Hello folks,
It wasn't long ago we heard that the Naxos folks were working on a process that started with an attrition grind of the sample. The end result was a comminuted (ground) sample that attained a particle size that met the standards of 1000 Mesh Tyler. It was a thread discussion that was kind of amusing as no one that added to the post, even those knowledgeable folks, knew how to prove if Dr. Johnson was right or wrong. Besides, what difference did it make if his process worked? Well, the fun is over and now I feel I should correct or further explain grinds.
In early mineralogy a person learns that there are minerals that are metals, crystals or amorphous (without structure). Shapes identify the crystals. The shapes are caused by lattice structures. Almost all, if not all, minerals can be positively identified by the lattice structures. Some are so close to another minerals structure, an x-ray spectrographic analysis is necessary to do the job if color and hardness tests are not enough for final classification. The bulk of the earth is probably composed of crystalline minerals with definite structure. Clays are generally amorphous. These also are quite common. The igneous rocks and volcanic ash falls are largely crystalline. Granite is almost entirely composed of crystals of feldspar and quartz. If you melt these minerals and cool them relatively slow, but not as slow as an igneous rock might cool, the results are glasses. Glasses are liquids by some definitions. Eventually glass will re-crystallize. When a magma cools it separates into individual crystalline species along the lines iron rich crystals first, potassium and other feldspars second and quartz last. The crystals thus formed are relatively pure. Other contaminants are generally along side the individual mineral crystals acting as divider zones. As crystals, these minerals generally weather into different materials. The quartz becomes sand. If the sand contains some fresh feldspar we call it arkosic. In weathering the crystals are even more pure as individual species. The feldspar that becomes weathered or altered turns to clay. Clays are frequently trashy mineral mixtures. The crystals that have impurities in their lattices as inclusions decompose along those lattice lines first.

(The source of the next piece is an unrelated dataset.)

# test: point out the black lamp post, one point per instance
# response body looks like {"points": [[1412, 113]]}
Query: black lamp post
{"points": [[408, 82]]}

So, here is the key to breaking up particles. First grind to a minus-50 Mesh Tyler sized particles. That is a screen size where there are 50 separations per inch using a wire mesh. Now if you could grind the sample so only the crystal weaknesses can be the fractured planes, the results would be particles that are defined by cleavages rather than size. By breaking particles into fractions by those parameters, the contained inclusions of precious and trash metals will be open to exposure for processing. The larger particles that are very pure crystals will be left alone. If a particle is shot at a hard surface, the impact compression followed by decompression does just exactly that to some degree. Another method I am aware of allows a miller to re-grind using the low cost standard ball mill to attain a grind by particle quality much more efficiently for such minerals as quartz, feldspar, zeolite cages, mafic minerals and zircon. A few crystals such as diamonds are not effected by this grind technique. Also, most of the minerals mentioned that are very pure (barren) and without lattice inclusions are also unaffected. The results are that only the impure lattices are destroyed. I believe that when this occurs the metals and clusters are liberated. Certainly some of the particles that result are particles of 1000 Mesh Tyler and below and going down to who knows what "ity bity" particle size. The remainder is mostly left unaffected and at particle sizes up to the original 50 Mesh Tyler. The cost is more expensive than traditional grinding, but inexpensive when you consider the job that is being done. I believe this low cost comminution method can be done at 10,000 and even 50,000 tons per day. In defense of Johnson & Lett, let me say that the grind that they are doing just might be getting the job done that has to be done. Johnson has been working DDs a long time. He is a pioneer. I have read some of his reports in the past. I have not known him to produce seriously flawed conclusions.
mike |